January 26, 2010

Human Sexuality Online Course

Human Sexuality Online Course
Human Sexuality CEUS
Human Sexuality Continuing Education
Interns and License Renewal
Full text Click here
Human Sexuality
(10 hours/units)
© 2009 by Aspira Continuing Education. All rights reserved. No part of this material may be transmitted or reproduced in any form, or by any means, mechanical or electronic without written permission of Aspira Continuing Education.
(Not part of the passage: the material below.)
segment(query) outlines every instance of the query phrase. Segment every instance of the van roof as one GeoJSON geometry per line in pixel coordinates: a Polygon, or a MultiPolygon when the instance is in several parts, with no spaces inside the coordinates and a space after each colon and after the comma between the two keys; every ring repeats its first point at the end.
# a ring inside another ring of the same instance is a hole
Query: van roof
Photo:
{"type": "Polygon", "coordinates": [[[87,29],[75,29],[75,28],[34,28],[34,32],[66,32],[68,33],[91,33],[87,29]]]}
1. Define the different study/research areas of human sexuality.
2. Increase familiarity with concepts related to the psychology of sex
3. Identify and evaluate clinical perspectives related to sexual activity and lifestyles.
4. Explore the impact religious belief systems on sex.
5. Learn specific laws related to sex and sexual crimes.
6. Identify the causes and symptoms of STDs
7. Increase familiarity with sexual disorders
Table of Contents:
1. Definition
2. Psychology and Sex
3. Sexual Activity and Lifestyles
4. Religion and Sex
5. The Law and Sex
6. Sexually Transmitted Diseases
7. Masters and Johnson
8. Sexual Disorders
9. References

1. Definition
Human sexuality can be defined as the manner in which people experience and express themselves as sexual beings. There are many facets in the study of human sexuality including:
• Biological
• Emotional
• Physical
• Sociological
• Philosophical
(Ellen Ross, Rayna Rapp Sex and Society: A Research Note from Social History and Anthropology Comparative Studies in Society and History).
From a biological perspective, sexuality is defined as “the reproductive mechanism as well as the basic biological drive that exists in all species and can encompass sexual intercourse and sexual contact in all its forms”. There are also emotional or physical perspectives of sexuality, which refers to the “bond that exists between individuals, which may be expressed through profound feelings or emotions, and which may be manifested in physical or medical concerns about the physiological or even psychological aspects of sexual behavior”. Sociologically, it includes the cultural, political, and legal aspects of sexual behavior. Philosophically, it emphasizes the moral, ethical, theological, spiritual or religious aspects of sexual behavior (Ellen Ross, Rayna Rapp Sex and Society: A Research Note from Social History and Anthropology Comparative Studies in Society and History).